WASHINGTON – Metropolitan transit authorities agreed Thursday to assess the impact of terminating six bus routes running in and through Maryland before going any further with the cost-saving suggestions from the Ehrlich administration.
Washington Metropolitan Area Transit Authority board member Gladys Mack said Metro staff will discuss the potential cuts with residents and officials of the affected jurisdictions.
At the board’s budget meeting Thursday, members suggested making cuts to frequency of rides on these bus routes or, at the very least, discussing the cuts with their jurisdictions.
Metro staff said shutting down the routes could save $2.5 million. The routes combined serve roughly 1,700 riders, according to published reports.
“We’re just looking to not pay for it anymore,” said Robert J. Smith, a Maryland representative and vice chairman of the board.
Alexandria Mayor Bill Euille, also a board member, disagreed with cutting the bus routes running from Maryland to Alexandria, Va., saying there’s been no thought given to their impact.
The cuts could disrupt the move of the U.S. Patent and Trademark Office into Alexandria, Euille said.
The Patent Office was authorized to build in the city, and as many as 10,000 employees could come to Alexandria, including those who work with information technology and legal companies that follow the patent office move, he said. From 600 to 1,000 of these employees would use mass transit, a study by the mayor’s office showed.
Termination of the six routes will reduce costs more for Maryland than for Metro, Euille said.
The routes slated for cuts include the SmartMover route, which connects Lakeforest, Rock Spring Park, and Bethesda, Md., with the Tysons-Westpark Transit Station in Virginia. It also includes routes N11 and N13 which, according to the Metro presentation, was created “to serve Maryland residents working in Virginia who commuted via the Wilson Bridge.”
Additional routes considered for cuts include N7, B11, the Greenbelt Station Parking Lot Shuttle route, and the Waldorf-Branch Avenue line.
The debate follows Wednesday’s letter from Montgomery County Executive Douglas Duncan to Maryland Gov. Robert Ehrlich Jr. sharply critical of the proposals.
Duncan decried the governor for directing Metro to end the SmartMover, N7, and B11 routes, and he said the recommendation contradicts discussions he had with Robert Flanagan, Maryland Transportation secretary.
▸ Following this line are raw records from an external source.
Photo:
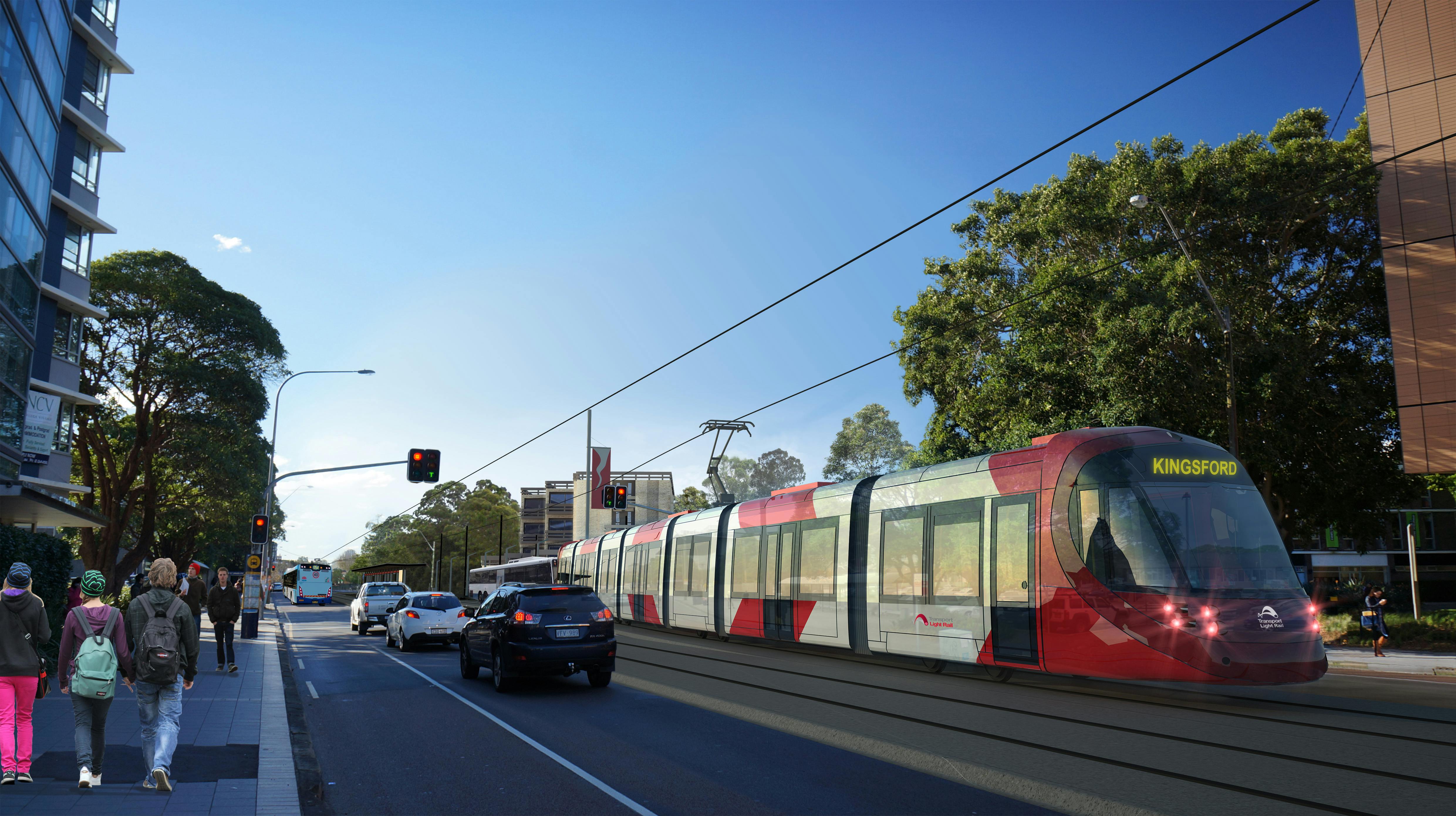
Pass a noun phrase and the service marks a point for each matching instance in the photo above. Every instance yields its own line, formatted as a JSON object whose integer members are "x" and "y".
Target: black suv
{"x": 541, "y": 630}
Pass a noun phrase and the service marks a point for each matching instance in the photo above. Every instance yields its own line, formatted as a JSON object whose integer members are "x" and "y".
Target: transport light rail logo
{"x": 1269, "y": 619}
{"x": 1168, "y": 466}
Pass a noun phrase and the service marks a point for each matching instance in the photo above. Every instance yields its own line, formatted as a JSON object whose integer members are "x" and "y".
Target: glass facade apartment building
{"x": 56, "y": 69}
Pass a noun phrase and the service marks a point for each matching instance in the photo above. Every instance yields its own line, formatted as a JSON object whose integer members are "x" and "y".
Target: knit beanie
{"x": 19, "y": 577}
{"x": 94, "y": 584}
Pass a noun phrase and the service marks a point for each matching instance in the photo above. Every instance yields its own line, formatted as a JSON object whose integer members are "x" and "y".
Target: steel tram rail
{"x": 1056, "y": 718}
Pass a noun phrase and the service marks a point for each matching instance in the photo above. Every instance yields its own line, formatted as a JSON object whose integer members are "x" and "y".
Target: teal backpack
{"x": 95, "y": 673}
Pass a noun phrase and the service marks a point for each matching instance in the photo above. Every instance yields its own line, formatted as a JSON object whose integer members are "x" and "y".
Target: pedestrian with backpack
{"x": 22, "y": 629}
{"x": 165, "y": 642}
{"x": 94, "y": 649}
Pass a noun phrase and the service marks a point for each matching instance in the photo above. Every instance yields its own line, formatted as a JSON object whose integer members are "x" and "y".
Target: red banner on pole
{"x": 600, "y": 475}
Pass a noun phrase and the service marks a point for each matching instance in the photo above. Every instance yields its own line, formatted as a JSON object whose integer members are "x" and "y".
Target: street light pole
{"x": 273, "y": 449}
{"x": 1222, "y": 313}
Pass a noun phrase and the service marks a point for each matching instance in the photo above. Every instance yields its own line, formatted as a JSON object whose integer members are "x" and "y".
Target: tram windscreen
{"x": 1178, "y": 518}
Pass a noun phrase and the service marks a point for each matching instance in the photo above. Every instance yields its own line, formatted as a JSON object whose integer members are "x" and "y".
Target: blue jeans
{"x": 161, "y": 707}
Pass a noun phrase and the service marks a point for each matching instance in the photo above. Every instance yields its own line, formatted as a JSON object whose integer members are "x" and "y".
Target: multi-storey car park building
{"x": 55, "y": 86}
“Secretary Flanagan maintained that the department was simply reviewing low productivity routes with an intention of redirecting those resources to other routes in the system with need for improvements,” Duncan wrote.
“Reductions in Metrobus and local bus service reduce the alternatives this region has to the ever-increasing use of single-occupant vehicles,” he wrote.
Alternatives are available to the targeted bus routes, Smith said.